Обломов теперь только вспомнил, что в самый день переезда на дачу Тарантьев привез ему бумагу, а он второпях подписал, не читая.

«Ах, Боже мой, что я наделал!» – думал он.

– Да мне не нужна квартира, – говорил Обломов, – я еду за границу…

– За границу! – перебил Тарантьев. – Это с этим немцем? Да где тебе, не поедешь!

– Отчего не поеду? У меня и паспорт есть: вот я покажу. И чемодан куплен.

– Не поедешь! – равнодушно повторил Тарантьев. – А ты вот лучше деньги-то за полгода вперед отдай.

– У меня нет денег.

– Где хочешь достань: брат кумы, Иван Матвеич, шутить не любит. Сейчас в управу подаст: не разделаешься. Да я свои заплатил, отдай мне.

– Ты где взял столько денег? – спросил Обломов.

– А тебе что за дело? Старый долг получил. Давай деньги! Я за тем приехал.

– Хорошо, я на днях приеду и передам квартиру другому, а теперь я тороплюсь…

Он начал застегивать сюртук.

– А какую тебе квартиру нужно? Лучше этой во всем городе не найдешь. Ведь ты не видал? – сказал Тарантьев.

– И видеть не хочу, – отвечал Обломов, – зачем я туда перееду? Мне далеко…

– От чего? – грубо спросил Тарантьев.

Но Обломов не сказал, от чего.

– От центра, – прибавил он потом.

– От какого это центра? Зачем он тебе нужен? Лежать-то?

– Нет, уж я теперь не лежу.

– Что так?

– Так.
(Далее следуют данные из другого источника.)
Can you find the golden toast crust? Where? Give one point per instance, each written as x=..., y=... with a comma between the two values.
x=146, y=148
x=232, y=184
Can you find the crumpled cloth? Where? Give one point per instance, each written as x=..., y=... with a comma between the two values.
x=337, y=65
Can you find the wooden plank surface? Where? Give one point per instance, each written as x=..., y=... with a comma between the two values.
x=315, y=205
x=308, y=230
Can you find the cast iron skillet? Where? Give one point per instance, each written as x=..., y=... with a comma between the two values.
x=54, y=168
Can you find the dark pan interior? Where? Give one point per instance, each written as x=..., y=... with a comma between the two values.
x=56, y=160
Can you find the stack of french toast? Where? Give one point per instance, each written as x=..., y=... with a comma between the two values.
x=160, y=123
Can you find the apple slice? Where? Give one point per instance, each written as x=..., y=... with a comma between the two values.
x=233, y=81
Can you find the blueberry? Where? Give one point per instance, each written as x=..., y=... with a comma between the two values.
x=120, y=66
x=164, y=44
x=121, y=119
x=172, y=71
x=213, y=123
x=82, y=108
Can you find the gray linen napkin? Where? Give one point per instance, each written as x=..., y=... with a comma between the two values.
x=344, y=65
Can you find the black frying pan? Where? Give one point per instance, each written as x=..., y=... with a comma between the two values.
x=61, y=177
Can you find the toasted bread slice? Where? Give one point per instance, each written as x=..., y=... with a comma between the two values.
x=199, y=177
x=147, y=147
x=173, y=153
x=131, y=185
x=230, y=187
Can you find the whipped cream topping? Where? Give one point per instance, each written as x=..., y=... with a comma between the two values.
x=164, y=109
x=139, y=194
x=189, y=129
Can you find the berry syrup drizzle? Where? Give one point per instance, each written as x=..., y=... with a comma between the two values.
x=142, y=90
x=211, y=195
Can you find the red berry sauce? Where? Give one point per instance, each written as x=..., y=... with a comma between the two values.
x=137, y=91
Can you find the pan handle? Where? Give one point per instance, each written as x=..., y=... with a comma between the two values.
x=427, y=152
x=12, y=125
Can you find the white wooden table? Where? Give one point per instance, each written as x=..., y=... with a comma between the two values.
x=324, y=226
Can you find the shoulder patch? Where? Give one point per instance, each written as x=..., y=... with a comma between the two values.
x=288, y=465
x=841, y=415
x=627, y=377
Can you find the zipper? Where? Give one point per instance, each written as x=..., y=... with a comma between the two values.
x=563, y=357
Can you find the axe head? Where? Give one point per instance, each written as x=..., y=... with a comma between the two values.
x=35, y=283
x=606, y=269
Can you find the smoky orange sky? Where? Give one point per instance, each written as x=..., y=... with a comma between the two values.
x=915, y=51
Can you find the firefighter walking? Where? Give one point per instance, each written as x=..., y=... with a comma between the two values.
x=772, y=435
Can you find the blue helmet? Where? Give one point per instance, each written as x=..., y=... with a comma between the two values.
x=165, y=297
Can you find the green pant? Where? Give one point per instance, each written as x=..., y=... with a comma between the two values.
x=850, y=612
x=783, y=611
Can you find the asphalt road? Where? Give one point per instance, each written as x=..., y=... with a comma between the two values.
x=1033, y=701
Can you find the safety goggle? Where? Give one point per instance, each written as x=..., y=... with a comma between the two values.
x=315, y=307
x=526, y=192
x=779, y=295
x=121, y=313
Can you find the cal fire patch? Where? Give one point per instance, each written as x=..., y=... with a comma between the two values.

Я… сегодня… – начал Обломов.

– Что? – перебил Тарантьев.

– Обедаю не дома…

– Ты деньги-то подай, да и черт с тобой!

– Какие деньги? – с нетерпением повторил Обломов. – Я на днях заеду на квартиру, переговорю с хозяйкой.
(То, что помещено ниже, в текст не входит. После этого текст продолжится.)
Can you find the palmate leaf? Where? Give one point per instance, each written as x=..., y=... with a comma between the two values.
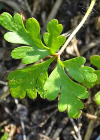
x=30, y=36
x=71, y=92
x=29, y=80
x=78, y=73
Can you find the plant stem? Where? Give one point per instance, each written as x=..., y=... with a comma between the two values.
x=78, y=27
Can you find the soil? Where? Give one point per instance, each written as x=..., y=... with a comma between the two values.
x=39, y=119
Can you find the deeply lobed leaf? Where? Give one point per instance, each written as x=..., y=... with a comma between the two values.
x=70, y=91
x=52, y=38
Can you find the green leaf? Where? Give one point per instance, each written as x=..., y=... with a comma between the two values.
x=70, y=94
x=5, y=136
x=78, y=72
x=52, y=38
x=97, y=98
x=29, y=80
x=95, y=60
x=19, y=34
x=92, y=84
x=29, y=54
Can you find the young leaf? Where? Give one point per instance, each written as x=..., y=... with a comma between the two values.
x=52, y=38
x=29, y=80
x=70, y=91
x=78, y=72
x=95, y=60
x=28, y=36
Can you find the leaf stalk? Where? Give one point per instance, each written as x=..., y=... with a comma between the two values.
x=78, y=27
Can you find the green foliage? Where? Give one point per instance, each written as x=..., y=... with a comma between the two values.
x=97, y=98
x=30, y=80
x=95, y=60
x=5, y=136
x=34, y=79
x=70, y=91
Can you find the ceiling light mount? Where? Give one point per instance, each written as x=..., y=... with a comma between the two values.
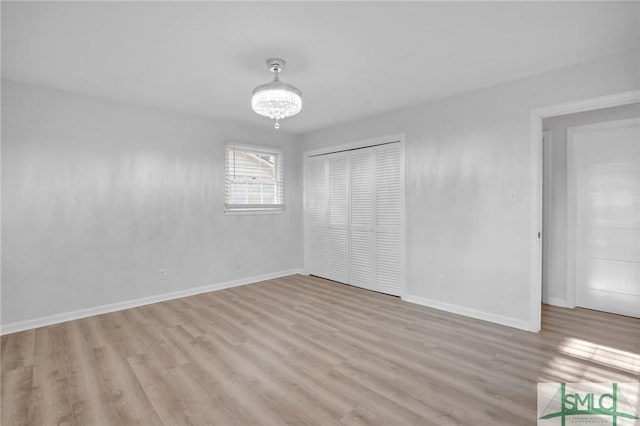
x=276, y=99
x=276, y=64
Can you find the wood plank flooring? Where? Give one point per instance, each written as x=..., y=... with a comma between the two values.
x=303, y=350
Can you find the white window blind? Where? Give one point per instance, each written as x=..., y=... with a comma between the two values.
x=254, y=178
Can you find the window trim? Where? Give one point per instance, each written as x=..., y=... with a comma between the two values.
x=252, y=209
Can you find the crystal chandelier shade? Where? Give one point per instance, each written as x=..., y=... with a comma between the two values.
x=276, y=99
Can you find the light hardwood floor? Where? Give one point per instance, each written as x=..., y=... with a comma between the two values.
x=303, y=350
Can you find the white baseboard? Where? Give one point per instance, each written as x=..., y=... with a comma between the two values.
x=119, y=306
x=557, y=301
x=469, y=312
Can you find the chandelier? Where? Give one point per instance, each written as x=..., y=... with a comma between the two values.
x=277, y=99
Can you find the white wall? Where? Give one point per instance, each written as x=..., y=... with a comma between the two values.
x=554, y=271
x=98, y=196
x=467, y=169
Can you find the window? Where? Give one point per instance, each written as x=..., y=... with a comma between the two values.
x=254, y=178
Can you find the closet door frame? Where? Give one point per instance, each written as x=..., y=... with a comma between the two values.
x=394, y=138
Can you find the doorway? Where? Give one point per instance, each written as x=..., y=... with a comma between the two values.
x=553, y=276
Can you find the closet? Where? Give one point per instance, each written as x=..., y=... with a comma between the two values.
x=354, y=217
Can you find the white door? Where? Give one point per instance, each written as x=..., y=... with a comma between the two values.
x=318, y=218
x=362, y=230
x=607, y=181
x=338, y=194
x=354, y=201
x=388, y=219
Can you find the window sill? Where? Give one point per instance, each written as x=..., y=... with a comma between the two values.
x=236, y=212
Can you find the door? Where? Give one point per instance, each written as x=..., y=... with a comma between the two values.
x=606, y=160
x=354, y=216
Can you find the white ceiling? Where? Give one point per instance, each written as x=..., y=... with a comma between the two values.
x=350, y=59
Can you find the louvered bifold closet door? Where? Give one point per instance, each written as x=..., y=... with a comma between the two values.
x=362, y=204
x=318, y=217
x=338, y=265
x=388, y=218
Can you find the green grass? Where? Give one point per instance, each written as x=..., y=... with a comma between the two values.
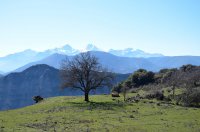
x=102, y=114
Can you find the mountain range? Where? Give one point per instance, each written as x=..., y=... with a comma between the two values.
x=17, y=89
x=14, y=61
x=122, y=64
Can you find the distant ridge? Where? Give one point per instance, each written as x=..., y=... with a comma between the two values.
x=17, y=89
x=119, y=64
x=16, y=60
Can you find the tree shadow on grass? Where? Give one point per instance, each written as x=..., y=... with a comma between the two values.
x=98, y=105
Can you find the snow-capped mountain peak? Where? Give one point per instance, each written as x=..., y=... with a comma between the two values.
x=91, y=47
x=66, y=50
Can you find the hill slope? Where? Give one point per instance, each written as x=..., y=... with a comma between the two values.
x=17, y=89
x=103, y=114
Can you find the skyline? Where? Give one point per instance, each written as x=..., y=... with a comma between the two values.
x=168, y=27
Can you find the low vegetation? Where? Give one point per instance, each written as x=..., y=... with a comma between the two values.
x=186, y=78
x=103, y=113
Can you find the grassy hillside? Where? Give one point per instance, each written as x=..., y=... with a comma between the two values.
x=103, y=113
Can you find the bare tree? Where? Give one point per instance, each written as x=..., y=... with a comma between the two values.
x=84, y=72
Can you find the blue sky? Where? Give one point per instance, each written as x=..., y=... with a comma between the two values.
x=170, y=27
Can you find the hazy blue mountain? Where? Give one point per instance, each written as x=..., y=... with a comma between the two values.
x=114, y=63
x=14, y=61
x=66, y=50
x=124, y=64
x=17, y=89
x=91, y=47
x=129, y=52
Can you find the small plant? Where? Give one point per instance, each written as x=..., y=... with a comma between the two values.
x=157, y=94
x=37, y=99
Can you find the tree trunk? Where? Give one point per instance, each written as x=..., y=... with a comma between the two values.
x=173, y=89
x=87, y=96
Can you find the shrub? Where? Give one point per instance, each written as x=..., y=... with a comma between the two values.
x=191, y=97
x=157, y=94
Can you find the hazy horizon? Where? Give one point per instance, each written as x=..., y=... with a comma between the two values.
x=168, y=27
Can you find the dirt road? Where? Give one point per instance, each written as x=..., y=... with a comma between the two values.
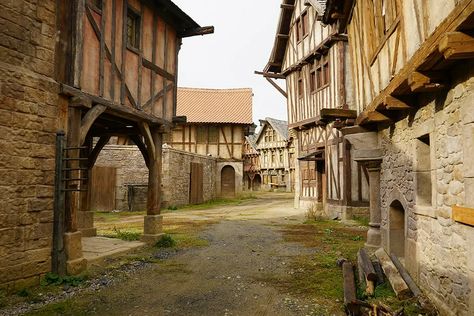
x=228, y=277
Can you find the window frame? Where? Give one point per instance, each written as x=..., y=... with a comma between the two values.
x=137, y=20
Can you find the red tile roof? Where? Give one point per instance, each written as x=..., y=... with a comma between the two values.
x=215, y=105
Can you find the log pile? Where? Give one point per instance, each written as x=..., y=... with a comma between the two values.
x=373, y=273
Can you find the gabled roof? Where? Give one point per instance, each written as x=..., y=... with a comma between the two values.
x=215, y=105
x=278, y=125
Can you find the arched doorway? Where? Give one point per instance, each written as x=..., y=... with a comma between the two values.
x=397, y=229
x=228, y=181
x=257, y=182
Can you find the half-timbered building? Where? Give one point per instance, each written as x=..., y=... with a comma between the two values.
x=413, y=68
x=276, y=155
x=252, y=178
x=313, y=58
x=103, y=68
x=217, y=122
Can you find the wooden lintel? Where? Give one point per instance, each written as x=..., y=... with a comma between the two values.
x=338, y=114
x=113, y=108
x=457, y=45
x=269, y=75
x=276, y=86
x=89, y=119
x=392, y=103
x=205, y=30
x=160, y=71
x=425, y=82
x=287, y=6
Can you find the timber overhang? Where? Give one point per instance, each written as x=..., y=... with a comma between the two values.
x=427, y=70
– Какая хозяйка? Кума-то? Что она знает? Баба! Нет, ты поговори с ее братом – вот увидишь!

– Ну, хорошо; я заеду и переговорю.

– Да, жди тебя! Ты отдай деньги, да и ступай.
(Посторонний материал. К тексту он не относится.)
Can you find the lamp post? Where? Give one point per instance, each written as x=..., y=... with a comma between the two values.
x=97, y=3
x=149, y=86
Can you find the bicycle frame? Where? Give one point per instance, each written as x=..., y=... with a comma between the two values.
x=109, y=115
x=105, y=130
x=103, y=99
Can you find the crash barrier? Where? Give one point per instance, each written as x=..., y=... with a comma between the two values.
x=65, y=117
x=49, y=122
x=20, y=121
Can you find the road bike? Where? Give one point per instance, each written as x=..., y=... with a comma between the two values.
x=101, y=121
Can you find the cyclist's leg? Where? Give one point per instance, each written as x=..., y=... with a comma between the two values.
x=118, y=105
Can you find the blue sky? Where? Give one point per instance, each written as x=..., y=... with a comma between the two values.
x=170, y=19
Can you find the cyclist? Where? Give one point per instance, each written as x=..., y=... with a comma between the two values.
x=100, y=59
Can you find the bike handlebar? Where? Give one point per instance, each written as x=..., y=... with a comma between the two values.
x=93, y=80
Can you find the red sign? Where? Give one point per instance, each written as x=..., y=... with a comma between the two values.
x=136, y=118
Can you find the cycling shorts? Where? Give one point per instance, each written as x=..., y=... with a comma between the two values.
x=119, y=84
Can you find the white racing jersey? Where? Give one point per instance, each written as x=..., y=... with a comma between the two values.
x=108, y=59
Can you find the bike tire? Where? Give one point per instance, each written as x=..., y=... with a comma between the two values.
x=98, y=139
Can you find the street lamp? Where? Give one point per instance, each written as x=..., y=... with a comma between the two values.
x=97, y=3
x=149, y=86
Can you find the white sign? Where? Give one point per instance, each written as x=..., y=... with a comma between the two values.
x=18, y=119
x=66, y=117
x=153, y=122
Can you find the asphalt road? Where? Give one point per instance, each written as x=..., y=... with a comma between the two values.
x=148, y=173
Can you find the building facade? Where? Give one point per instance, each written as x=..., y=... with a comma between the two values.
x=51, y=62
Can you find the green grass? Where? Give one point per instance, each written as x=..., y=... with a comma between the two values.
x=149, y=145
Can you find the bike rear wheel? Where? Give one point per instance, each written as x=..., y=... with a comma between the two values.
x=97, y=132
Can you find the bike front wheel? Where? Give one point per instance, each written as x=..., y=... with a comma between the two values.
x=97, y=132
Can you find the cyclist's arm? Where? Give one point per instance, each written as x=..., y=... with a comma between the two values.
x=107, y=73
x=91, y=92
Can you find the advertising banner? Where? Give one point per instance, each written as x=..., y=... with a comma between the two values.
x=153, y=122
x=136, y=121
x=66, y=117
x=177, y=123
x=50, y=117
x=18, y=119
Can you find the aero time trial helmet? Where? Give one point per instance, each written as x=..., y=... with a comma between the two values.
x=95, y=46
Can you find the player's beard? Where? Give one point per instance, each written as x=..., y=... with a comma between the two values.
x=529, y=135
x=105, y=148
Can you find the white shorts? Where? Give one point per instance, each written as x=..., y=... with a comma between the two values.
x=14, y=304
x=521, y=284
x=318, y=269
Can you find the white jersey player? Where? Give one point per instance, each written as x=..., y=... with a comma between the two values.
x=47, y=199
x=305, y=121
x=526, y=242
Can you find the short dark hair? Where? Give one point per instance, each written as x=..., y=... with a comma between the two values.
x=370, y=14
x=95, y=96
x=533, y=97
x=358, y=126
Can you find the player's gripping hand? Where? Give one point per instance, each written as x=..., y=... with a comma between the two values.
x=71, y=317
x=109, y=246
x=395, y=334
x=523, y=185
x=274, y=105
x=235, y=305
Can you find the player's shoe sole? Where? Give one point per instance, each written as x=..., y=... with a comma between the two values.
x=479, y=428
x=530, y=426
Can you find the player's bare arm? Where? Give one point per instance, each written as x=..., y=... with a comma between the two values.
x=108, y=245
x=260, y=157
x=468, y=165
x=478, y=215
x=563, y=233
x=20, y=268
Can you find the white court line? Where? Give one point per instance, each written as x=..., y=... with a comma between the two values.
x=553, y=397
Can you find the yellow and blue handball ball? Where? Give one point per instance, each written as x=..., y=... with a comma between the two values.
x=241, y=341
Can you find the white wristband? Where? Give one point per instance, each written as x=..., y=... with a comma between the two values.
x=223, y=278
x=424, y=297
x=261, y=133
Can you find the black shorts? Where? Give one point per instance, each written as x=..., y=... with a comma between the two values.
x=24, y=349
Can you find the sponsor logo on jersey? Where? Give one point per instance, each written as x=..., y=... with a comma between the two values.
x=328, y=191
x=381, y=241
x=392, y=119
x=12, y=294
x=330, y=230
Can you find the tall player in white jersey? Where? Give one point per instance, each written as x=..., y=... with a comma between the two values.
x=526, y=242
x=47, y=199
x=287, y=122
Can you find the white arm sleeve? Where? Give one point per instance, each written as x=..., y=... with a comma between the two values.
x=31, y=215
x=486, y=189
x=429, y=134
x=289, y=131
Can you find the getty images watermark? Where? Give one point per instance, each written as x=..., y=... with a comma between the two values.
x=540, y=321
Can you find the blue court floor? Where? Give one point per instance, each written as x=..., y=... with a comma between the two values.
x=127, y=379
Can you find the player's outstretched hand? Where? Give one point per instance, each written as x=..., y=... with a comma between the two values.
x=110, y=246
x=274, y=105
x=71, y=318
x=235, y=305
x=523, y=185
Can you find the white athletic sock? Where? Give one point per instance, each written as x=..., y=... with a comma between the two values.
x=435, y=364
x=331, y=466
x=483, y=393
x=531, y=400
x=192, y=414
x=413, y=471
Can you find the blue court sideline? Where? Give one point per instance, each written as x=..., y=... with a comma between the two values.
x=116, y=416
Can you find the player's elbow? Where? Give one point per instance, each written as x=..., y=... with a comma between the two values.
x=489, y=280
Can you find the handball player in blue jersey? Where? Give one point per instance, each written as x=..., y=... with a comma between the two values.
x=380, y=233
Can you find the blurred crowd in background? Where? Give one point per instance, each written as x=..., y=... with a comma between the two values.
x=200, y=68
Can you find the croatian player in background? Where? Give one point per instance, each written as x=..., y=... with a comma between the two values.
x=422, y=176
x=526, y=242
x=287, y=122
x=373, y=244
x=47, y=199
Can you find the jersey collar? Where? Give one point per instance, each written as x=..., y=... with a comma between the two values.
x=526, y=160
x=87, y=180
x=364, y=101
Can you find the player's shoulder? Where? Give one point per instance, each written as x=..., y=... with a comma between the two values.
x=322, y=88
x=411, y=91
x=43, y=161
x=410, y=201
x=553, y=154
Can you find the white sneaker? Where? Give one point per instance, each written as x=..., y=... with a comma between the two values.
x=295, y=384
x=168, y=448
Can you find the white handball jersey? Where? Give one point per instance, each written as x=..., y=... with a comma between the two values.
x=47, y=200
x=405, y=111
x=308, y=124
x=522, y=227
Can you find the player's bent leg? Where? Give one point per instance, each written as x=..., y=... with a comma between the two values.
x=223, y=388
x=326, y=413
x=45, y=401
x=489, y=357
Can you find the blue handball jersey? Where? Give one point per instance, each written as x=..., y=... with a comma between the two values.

– У меня нет; надо занять.

– Ну, так заплати же мне теперь, по крайней мере, за извозчика, – приставал Тарантьев, – три целковых.

– Где же твой извозчик? И за что три целковых?

– Я отпустил его. – Как за что? И то не хотел везти: «по песку-то?» – говорит. Да отсюда три целковых – вот двадцать два рубля!

– Отсюда дилижанс ходит за полтинник, – сказал Обломов, – на вот!

Он достал ему четыре целковых. Тарантьев спрятал их в карман.

– Семь рублей ассигнациями за тобой, – прибавил он. – Да дай на обед!

– На какой обед?

– Я теперь в город не поспею: на дороге в трактире придется; тут все дорого: рублей пять сдерут.

Обломов молча вынул целковый и бросил ему. Он не садился от нетерпения, чтоб Тарантьев ушел скорей; но тот не уходил.

– Вели же мне дать чего-нибудь закусить, – сказал он.

– Ведь ты хотел в трактире обедать? – заметил Обломов.

– Это обедать! А теперь всего второй час.

Обломов велел Захару дать чего-нибудь.

– Ничего нету, не готовили, – сухо отозвался Захар, глядя мрачно на Тарантьева. – А что, Михей Андреич, когда принесете барскую рубашку да жилет?..

– Какой тебе рубашки да жилета? – отговаривался Тарантьев. – Давно отдал.

– Когда это? – спросил Захар.

– Да не тебе ли в руки отдал, как вы переезжали? А ты куда-то сунул в узел да спрашиваешь еще…

Захар остолбенел.

– Ах ты, Господи! Что это, Илья Ильич, за срам такой! – возопил он, обратясь к Обломову.

– Пой, пой эту песню! – возразил Тарантьев. – Чай, пропил, да и спрашиваешь…

– Нет, я еще отроду барского не пропивал! – захрипел Захар. – Вот вы…

– Перестань, Захар! – строго перебил Обломов.

– Вы, что ли, увезли одну половую щетку да две чашки у нас? – спросил опять Захар.

– Какие щетки? – загремел Тарантьев. – Ах ты, старая шельма! Давай-ка лучше закуску!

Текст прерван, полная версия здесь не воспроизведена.